The Colonel sighed. With wet eyes he watched the birds flit on high until those gathered—those earth-bound citizens come to commemorate Victory Day—were sure the full-bird before them had forgotten his place. Finally, the old man cleared his throat and spoke.
“If I must make war, let it be noble. But more than that fine and much hoped for state, let it first and foremost be waged fierce and unrelenting. Let my enemies fall in death or trembling.”
A wave of approval surged through the audience, murmurs and nods.
“I will not meet the exchange of life for life with any weaker measure.”
A man in the crowd supported that with a, “hear, hear!”
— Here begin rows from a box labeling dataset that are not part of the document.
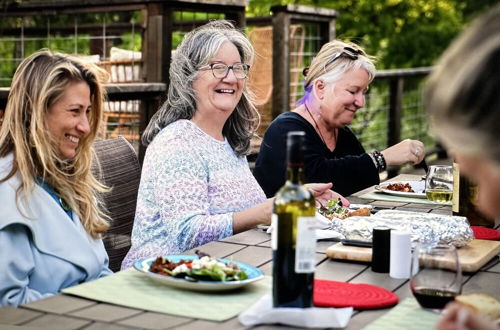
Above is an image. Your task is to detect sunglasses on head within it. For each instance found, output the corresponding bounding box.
[302,47,363,77]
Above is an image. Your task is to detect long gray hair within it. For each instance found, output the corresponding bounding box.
[142,20,260,156]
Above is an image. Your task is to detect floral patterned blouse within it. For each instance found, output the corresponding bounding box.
[122,120,266,269]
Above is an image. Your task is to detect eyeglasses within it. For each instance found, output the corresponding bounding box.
[325,47,363,68]
[302,47,363,77]
[199,63,250,79]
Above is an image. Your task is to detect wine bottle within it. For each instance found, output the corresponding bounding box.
[452,163,495,227]
[272,131,316,308]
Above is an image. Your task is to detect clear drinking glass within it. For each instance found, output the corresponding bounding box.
[425,165,453,203]
[410,243,462,311]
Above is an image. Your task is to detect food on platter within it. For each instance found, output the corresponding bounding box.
[149,255,248,282]
[385,183,415,192]
[318,198,349,220]
[347,207,372,217]
[375,181,427,198]
[455,293,500,320]
[318,198,371,220]
[328,210,474,247]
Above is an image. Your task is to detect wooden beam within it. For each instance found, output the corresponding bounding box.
[271,12,290,118]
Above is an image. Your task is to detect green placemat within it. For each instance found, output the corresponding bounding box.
[62,268,271,321]
[359,192,451,205]
[363,298,439,330]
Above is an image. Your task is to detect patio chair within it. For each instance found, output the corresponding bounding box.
[97,47,143,151]
[94,136,141,271]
The Colonel gave no sign he heard.
“Make our battle howls the food that feeds our foes’ fear. Let my army’s swarm be the comforting blanket that quiets his pounding breast and unfurls his knotted hand…letting weapons slip away.”
To this there was outright applause. The Colonel did not wait for it to diminish before he went on.
“But more than all that…” he said, and then all but repeated himself to silence them, gathering the strength of his voice that had in times past been called upon to inspire men to terrible things. “More than any of that, that desire for victory. If victory should indeed be our grace. More than any of that, when my enemy is spent and drawn too weak of life and limb…and when he is finally weary of war…let me be his brother again. Let us gather together. Let us be broken parts made whole.”
There was a quiet save for the wind and a distant tolling bell and the pained mewling of a colicky babe in the crowd. The Colonel returned to his seat.
It was an uncomfortable smattering of applause that followed.
Off in the crowd, a man—a chicken hawk who’d never worn a uniform—turned to another smirking dissenter and groused, “It’s no wonder he was put out to pasture. Brothers? Phsst. Ol’ coot acts like we’re the ones what lost the war.”